‘Transport’ Shoppers to Solutions

Articles
March 22, 2010

‘Transport’ Shoppers to Solutions

When people go to the movies, they want to escape for two hours or so – and laugh out loud or be thrilled if they’re fortunate enough to see a good film.

When people go to the movies, they want to escape for two hours or so – and laugh out loud or be thrilled if they’re fortunate enough to see a good film.

No such luck in the supermarket – unless one happens to live near Jim Carrey or Matt Damon and catch them in an ad hoc rehearsal by the pasta.

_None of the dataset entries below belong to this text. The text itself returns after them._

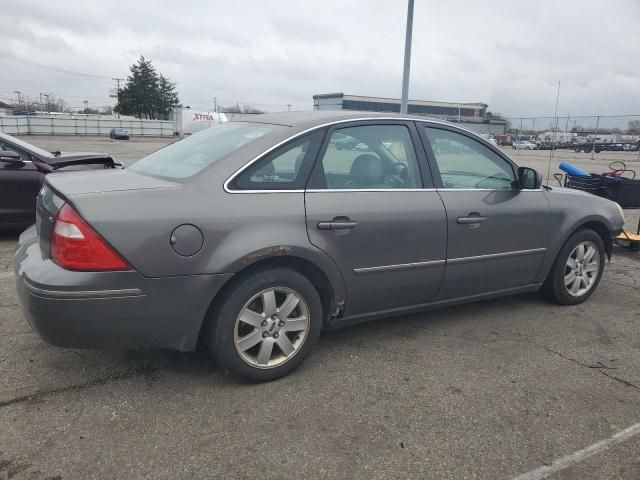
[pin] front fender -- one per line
(572, 210)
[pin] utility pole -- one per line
(407, 59)
(553, 138)
(18, 92)
(118, 80)
(47, 97)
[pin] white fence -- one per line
(67, 125)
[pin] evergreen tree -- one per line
(146, 94)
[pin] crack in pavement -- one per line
(138, 372)
(621, 284)
(599, 368)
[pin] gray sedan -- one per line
(254, 236)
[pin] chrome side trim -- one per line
(398, 267)
(335, 122)
(338, 190)
(83, 294)
(492, 256)
(488, 190)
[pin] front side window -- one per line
(8, 148)
(370, 157)
(466, 163)
(191, 155)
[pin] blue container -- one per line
(573, 170)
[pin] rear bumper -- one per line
(110, 309)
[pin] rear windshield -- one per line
(191, 155)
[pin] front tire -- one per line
(266, 325)
(577, 270)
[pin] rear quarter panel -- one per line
(238, 229)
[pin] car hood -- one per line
(100, 181)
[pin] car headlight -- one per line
(621, 212)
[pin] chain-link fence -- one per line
(582, 134)
(67, 125)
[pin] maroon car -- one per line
(22, 170)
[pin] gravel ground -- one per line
(482, 391)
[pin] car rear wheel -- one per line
(267, 325)
(577, 269)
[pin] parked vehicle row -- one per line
(252, 237)
(523, 145)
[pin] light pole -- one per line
(18, 92)
(407, 59)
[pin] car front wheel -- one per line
(577, 269)
(267, 324)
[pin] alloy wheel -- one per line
(271, 327)
(582, 269)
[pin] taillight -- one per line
(77, 246)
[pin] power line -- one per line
(49, 67)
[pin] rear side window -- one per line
(187, 157)
(465, 163)
(286, 168)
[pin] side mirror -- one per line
(9, 156)
(528, 178)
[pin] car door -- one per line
(497, 233)
(371, 206)
(19, 185)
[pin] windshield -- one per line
(191, 155)
(24, 145)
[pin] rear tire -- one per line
(266, 325)
(577, 270)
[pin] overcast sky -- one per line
(508, 54)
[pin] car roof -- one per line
(311, 118)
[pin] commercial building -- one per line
(469, 115)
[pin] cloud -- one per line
(277, 52)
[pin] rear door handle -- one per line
(337, 225)
(471, 219)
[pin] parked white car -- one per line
(523, 145)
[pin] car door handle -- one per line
(337, 225)
(471, 220)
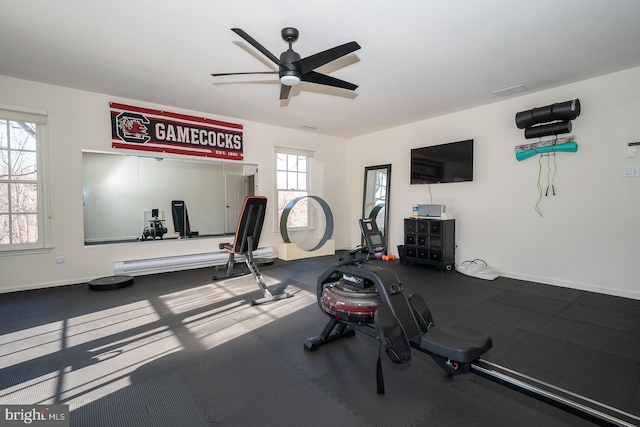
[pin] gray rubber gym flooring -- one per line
(178, 349)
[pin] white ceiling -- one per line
(419, 58)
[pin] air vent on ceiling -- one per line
(510, 91)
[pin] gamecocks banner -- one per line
(136, 128)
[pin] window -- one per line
(22, 212)
(292, 180)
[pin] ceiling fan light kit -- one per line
(292, 70)
(289, 80)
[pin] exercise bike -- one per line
(368, 298)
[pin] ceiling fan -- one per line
(292, 69)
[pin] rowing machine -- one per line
(348, 291)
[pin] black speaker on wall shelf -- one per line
(563, 111)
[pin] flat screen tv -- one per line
(452, 162)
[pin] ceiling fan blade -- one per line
(323, 79)
(257, 45)
(236, 74)
(284, 92)
(312, 62)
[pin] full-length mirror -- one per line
(377, 184)
(129, 198)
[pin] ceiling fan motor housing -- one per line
(289, 73)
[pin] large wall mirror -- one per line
(123, 193)
(377, 184)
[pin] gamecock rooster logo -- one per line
(132, 127)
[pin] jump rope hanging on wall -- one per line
(554, 119)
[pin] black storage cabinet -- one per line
(430, 241)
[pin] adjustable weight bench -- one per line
(246, 241)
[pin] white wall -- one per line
(587, 239)
(79, 121)
(589, 236)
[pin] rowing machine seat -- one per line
(455, 342)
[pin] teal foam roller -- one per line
(567, 147)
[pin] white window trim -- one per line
(40, 118)
(298, 152)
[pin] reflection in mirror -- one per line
(377, 184)
(125, 195)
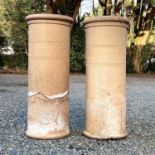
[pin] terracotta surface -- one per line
(106, 41)
(49, 46)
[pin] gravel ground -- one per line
(140, 121)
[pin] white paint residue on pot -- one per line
(30, 94)
(51, 123)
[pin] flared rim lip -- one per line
(49, 17)
(107, 19)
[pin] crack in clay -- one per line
(30, 94)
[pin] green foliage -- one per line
(146, 53)
(77, 59)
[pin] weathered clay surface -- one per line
(106, 39)
(49, 45)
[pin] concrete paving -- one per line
(140, 121)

So the news that some movie theaters are upscaling with better food – mango margaritas, blue-cheese potato chips, wine-poached jumbo shrimp or shredded duck tacos, to name a few of the examples reported by USA Today – seems like it could be a winner. After all, people want to be at the theater, in giant chairs with giant images, giant sound…and now giant-quality food in a dinner-movie date setting. 

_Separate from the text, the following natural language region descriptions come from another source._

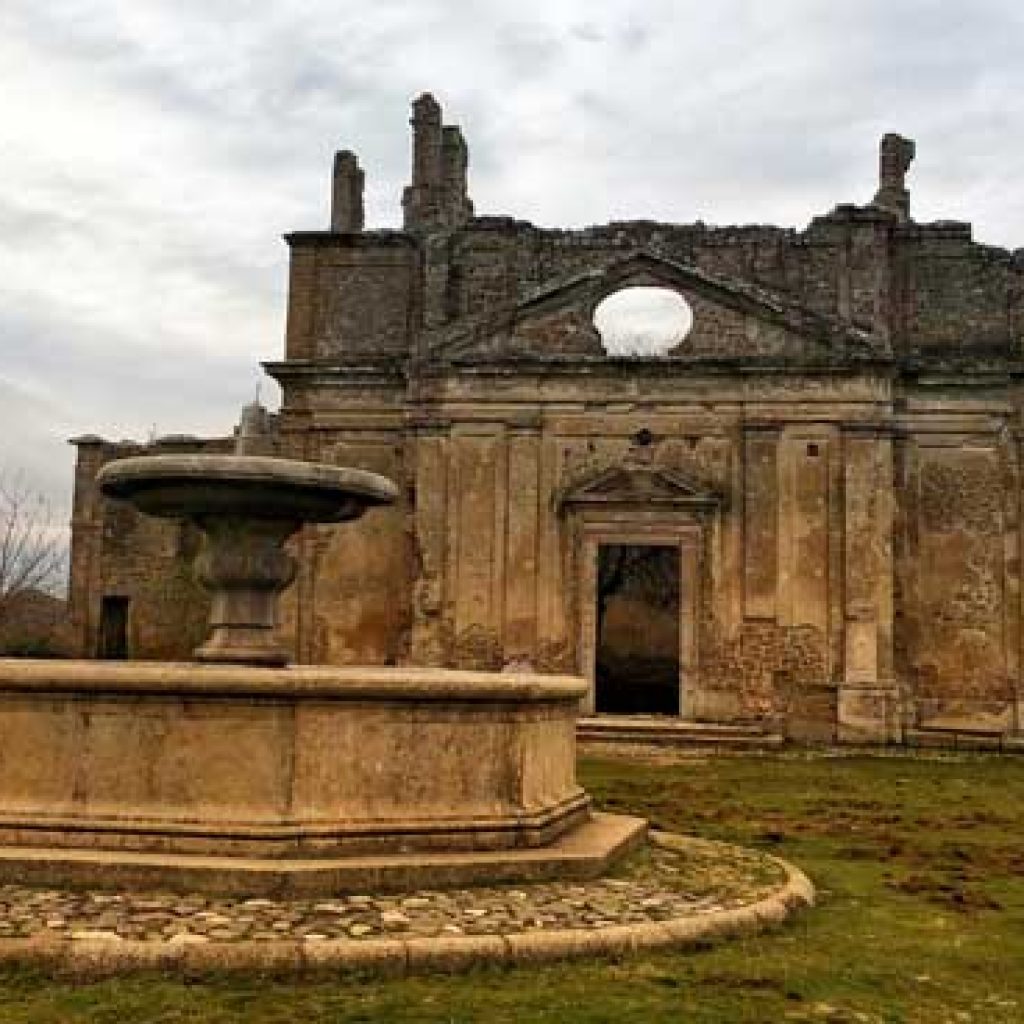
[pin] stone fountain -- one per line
(242, 773)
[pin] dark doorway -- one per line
(637, 663)
(113, 628)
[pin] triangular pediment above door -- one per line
(639, 484)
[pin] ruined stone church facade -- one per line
(817, 487)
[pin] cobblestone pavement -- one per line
(654, 885)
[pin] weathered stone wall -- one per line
(834, 451)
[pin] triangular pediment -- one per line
(732, 322)
(638, 484)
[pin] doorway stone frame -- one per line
(639, 505)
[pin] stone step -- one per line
(964, 739)
(665, 730)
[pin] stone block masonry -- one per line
(833, 454)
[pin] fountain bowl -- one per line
(246, 507)
(258, 486)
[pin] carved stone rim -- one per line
(297, 682)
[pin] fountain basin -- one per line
(201, 486)
(246, 507)
(301, 762)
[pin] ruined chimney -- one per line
(895, 156)
(455, 164)
(346, 193)
(437, 198)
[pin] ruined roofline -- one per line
(436, 201)
(164, 441)
(701, 232)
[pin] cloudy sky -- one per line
(153, 152)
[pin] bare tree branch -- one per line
(32, 546)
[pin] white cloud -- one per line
(154, 152)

During a strong box-office year (that tends to happen during recessions), theater operators are bringing many refinements to the classic food-and-movie pairing. This got us to thinking at The Lempert Report how possible it might be to alter the supermarket experience in ways that bring shoppers pleasure and comfort, and stores performance and distinctiveness.

We’ve seen retailers try racetrack formats, different lighting schemes for perimeter service departments, and even drive-thru formats. We’ve seen experiments with aromas, music and other sensory manipulations to attract shoppers, induce them to linger and perhaps focus on specific displays. Have any ‘transported’ shoppers like an IMAX screen could? Doubtful.

Definitely, supermarkets could use some ‘functional creativity’ to go with their role of mission provider – perhaps projected images by the deli of people enjoying outdoor picnics, boat rides or barbecues to stimulate sales of meats, cheeses, wine and more for those occasions. Or projected images by the bakery of children’s birthday parties, or grandma’s milestone birthday, a soldier’s homecoming, or a student’s graduation to inspire large cake orders.  Lead people to think about pleasurable occasions coming up and associating your store with ways to make them better.

Go around the store with similar sensibilities and do-able ideas will come to mind. At the least, they’ll make people feel good – they’ll add some emotion to the shopping trip, and they’ll seed future purchases. Retailers could go one step further, and invite shoppers to submit some of their own photos and videos for display.

These may not be Hollywood quality, but that’s irrelevant. What makes this good is the added warmth, the emotional pick-me-up, and the diversion from plain vanilla shopping that otherwise doesn’t inspire. It’s a more personal twist on in-store marketing, one that could potentially do more to ‘move’ shoppers toward meal and occasion solutions that they might never have noticed before.